Microsoft founder Bill Gates has suggested that Internet access is not a high priority for the poorest countries. It is more important, he says, to tackle problems like diarrhea and malaria. I have nothing but praise for Gates’ efforts to reduce the death toll from these diseases, which primarily affect the world’s poorest people. Yet his position seems curiously lacking in big-picture awareness of how the Internet could transform the lives of the very poor. For example, if farmers could use it to get more accurate predictions of favorable conditions for planting, or to obtain higher prices for their harvest, they would be better able to afford sanitation, so that their children do not get diarrhea, and bed nets to protect themselves and their families against malaria.

A friend working to provide family-planning advice to poor Kenyans recently told me that so many women were coming to the clinic that she could not spend more than five minutes with each. These women have only one source of advice, and one opportunity to get it, but if they had access to the Internet, the information could be there for them whenever they wanted it.

Moreover, online consultations would be possible, sparing women the need to travel to clinics. Internet access would also bypass the problem of illiteracy, building on the oral traditions that are strong in many rural cultures and enabling communities to create self-help groups and share their problems with peers in other villages.

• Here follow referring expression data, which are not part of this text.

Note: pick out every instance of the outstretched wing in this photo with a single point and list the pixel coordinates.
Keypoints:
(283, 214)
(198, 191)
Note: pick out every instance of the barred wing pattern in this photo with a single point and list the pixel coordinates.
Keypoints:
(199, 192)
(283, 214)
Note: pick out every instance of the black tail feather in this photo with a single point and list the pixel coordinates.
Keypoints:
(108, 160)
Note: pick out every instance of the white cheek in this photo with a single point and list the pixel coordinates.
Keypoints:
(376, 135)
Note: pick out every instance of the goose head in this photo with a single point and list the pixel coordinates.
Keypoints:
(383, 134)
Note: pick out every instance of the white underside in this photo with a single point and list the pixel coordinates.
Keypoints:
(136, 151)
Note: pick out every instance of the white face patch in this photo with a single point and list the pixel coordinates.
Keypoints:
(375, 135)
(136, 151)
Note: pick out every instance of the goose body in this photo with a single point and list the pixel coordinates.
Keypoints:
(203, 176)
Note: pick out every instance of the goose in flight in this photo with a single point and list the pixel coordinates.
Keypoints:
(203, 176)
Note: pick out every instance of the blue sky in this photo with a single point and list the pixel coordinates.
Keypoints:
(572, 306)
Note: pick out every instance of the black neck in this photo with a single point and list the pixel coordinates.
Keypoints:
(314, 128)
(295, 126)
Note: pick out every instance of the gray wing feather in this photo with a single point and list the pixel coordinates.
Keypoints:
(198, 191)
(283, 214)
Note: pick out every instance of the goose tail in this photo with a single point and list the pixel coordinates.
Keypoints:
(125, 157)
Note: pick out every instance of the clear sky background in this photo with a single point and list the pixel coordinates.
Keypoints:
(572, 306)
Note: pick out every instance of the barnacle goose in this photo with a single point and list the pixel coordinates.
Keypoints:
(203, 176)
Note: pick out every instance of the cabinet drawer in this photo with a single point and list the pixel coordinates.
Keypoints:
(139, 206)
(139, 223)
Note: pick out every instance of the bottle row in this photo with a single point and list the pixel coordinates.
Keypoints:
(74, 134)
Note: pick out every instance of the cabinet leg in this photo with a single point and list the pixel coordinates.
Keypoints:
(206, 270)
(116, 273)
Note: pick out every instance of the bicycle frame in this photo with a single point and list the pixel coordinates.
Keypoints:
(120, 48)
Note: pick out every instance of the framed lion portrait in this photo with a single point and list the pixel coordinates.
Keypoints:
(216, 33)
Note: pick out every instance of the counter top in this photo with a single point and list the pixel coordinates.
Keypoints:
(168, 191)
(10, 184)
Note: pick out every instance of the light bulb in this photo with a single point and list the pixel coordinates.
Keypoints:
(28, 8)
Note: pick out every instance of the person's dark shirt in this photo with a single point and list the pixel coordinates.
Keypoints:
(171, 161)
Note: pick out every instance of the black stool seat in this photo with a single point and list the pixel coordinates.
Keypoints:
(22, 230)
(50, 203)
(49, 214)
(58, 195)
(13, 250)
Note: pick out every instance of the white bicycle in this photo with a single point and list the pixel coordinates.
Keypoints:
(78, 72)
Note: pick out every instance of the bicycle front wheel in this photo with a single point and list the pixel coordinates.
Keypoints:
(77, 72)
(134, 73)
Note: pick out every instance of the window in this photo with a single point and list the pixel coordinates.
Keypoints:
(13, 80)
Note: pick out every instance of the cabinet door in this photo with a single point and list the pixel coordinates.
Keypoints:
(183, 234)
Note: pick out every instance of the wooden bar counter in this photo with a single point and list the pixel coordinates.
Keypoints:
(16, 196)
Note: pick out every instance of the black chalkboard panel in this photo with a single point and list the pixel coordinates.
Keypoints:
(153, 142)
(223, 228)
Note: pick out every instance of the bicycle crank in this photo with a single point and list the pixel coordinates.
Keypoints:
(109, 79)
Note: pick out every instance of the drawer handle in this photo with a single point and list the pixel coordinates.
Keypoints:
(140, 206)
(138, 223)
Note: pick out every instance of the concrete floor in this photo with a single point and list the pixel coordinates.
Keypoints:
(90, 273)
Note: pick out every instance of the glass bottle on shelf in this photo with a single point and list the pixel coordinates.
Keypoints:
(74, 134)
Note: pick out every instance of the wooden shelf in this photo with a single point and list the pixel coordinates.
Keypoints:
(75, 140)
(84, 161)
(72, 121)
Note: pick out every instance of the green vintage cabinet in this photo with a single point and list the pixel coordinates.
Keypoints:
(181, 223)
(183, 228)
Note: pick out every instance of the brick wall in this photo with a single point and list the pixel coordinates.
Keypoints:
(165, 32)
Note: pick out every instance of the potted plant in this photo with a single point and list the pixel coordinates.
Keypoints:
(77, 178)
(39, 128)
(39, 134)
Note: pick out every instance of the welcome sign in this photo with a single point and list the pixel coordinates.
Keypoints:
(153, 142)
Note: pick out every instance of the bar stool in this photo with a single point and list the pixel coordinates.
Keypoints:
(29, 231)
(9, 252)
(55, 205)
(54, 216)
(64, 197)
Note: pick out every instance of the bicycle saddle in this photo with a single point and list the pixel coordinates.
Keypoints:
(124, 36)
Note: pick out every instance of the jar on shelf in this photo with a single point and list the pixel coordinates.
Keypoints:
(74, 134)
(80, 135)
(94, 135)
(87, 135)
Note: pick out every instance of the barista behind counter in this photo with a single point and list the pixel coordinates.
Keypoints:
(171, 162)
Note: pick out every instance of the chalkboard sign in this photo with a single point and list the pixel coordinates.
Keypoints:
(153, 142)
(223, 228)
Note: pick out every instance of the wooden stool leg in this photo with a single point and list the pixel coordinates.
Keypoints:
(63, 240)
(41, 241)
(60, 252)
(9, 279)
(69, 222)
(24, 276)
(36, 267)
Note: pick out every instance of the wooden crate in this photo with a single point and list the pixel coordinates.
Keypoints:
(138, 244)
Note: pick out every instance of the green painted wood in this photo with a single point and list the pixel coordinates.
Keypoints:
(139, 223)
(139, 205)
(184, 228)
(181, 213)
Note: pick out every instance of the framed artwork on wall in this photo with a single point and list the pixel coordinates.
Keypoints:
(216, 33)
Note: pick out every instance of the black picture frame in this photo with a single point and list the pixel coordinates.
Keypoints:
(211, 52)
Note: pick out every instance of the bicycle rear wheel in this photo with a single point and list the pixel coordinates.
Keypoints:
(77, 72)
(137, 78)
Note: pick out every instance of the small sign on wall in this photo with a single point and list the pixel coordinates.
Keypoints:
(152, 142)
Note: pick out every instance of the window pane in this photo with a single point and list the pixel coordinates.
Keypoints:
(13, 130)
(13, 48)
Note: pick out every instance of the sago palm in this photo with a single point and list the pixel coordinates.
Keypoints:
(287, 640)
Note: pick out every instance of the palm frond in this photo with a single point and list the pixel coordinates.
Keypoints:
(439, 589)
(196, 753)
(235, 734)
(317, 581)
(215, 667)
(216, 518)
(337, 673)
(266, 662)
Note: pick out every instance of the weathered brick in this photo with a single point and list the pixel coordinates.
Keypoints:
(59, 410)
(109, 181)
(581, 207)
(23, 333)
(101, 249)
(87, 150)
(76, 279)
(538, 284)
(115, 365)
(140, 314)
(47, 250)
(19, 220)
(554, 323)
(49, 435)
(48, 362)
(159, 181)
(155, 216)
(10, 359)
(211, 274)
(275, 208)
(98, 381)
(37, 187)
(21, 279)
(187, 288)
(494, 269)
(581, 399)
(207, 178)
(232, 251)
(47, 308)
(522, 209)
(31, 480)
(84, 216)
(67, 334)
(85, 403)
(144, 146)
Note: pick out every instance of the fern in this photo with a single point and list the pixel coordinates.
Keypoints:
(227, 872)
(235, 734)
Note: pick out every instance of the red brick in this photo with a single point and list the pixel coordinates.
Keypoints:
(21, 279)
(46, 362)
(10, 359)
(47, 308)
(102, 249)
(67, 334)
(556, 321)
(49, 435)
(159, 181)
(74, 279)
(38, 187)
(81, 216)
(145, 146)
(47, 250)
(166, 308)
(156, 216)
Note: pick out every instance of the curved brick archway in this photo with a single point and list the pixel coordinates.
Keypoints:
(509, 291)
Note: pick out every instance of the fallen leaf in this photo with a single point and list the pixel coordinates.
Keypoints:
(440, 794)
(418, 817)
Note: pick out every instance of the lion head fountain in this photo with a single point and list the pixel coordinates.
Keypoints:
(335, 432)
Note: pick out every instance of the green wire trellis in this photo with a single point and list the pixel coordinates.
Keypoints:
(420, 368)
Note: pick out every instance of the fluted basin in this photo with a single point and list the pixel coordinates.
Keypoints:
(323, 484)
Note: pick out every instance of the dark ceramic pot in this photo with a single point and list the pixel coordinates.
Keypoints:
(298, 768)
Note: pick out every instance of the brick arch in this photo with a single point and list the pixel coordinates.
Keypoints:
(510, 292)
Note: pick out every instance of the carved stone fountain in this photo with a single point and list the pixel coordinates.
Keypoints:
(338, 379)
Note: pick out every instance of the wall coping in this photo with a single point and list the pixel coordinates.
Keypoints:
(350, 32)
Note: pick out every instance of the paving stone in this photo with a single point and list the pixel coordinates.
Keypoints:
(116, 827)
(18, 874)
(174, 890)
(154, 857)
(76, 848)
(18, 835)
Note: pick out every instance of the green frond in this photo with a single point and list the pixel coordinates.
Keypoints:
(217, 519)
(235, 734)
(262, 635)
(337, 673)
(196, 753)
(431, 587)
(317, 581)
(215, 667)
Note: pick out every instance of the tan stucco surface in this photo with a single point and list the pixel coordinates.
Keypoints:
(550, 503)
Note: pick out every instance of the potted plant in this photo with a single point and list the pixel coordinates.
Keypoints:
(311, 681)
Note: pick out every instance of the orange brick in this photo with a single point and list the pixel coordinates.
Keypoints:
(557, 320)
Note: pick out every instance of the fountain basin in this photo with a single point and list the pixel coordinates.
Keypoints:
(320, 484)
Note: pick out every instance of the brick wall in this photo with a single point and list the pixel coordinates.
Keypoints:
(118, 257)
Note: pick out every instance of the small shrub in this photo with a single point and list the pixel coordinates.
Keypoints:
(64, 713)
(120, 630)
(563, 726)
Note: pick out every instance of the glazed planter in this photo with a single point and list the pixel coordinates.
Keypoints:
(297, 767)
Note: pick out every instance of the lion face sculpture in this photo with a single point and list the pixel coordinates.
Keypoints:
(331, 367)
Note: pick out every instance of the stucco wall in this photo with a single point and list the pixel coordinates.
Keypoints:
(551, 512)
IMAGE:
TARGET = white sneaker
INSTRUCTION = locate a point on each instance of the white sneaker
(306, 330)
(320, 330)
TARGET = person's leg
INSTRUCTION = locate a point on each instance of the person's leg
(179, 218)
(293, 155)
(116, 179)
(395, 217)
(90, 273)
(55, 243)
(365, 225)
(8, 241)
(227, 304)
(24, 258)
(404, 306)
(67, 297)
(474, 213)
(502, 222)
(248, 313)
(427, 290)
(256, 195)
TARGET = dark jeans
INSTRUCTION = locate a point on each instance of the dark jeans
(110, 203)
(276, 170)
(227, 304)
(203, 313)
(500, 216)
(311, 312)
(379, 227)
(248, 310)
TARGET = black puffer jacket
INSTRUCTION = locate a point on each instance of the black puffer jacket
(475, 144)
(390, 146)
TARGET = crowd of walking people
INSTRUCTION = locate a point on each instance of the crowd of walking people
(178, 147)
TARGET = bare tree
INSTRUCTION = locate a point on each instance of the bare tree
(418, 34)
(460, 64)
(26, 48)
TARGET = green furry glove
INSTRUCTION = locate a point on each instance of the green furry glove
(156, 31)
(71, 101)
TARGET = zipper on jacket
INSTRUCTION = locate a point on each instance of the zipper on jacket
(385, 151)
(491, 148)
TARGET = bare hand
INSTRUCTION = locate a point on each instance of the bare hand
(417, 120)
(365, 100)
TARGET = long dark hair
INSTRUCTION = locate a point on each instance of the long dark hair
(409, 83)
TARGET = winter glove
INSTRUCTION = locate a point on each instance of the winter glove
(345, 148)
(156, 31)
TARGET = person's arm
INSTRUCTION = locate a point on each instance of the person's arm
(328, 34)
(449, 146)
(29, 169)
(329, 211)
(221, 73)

What is true for family planning is true for a very wide range of topics, especially those that are difficult to speak about, like homosexuality and domestic violence. The Internet is helping people to understand that they are not alone, and that they can learn from others’ experience.

Enlarging our vision still more, it is not absurd to hope that putting the world’s poor online would result in connections between them and more affluent people, leading to more assistance. Research shows that people are more likely to donate to a charity helping the hungry if they are given a photo and told the name and age of a girl like those the charity is aiding. If a mere photo and a few identifying details can do that, what might Skyping with the person do?

Providing universal Internet access is a project on a scale similar to sequencing the human genome, and, like the human-genome project, it will raise new risks and sensitive ethical issues. Online scammers will have access to a new and perhaps more gullible audience. Breaches of copyright will become even more widespread than they are today (although they will cost the copyright owners very little, because the poor would be very unlikely to be able to buy books or other copyrighted material).

Moreover, the distinctiveness of local cultures may be eroded, which has both a good and a bad side, for such cultures can restrict freedom and deny equality of opportunity. On the whole, though, it is reasonable to expect that giving poor people access to knowledge and the possibility of connecting with people anywhere in the world will be socially transforming in a very positive way.

Peter Singer is professor of bioethics at Princeton University and laureate professor at the University of Melbourne. He is the author of Animal Liberation, among other books.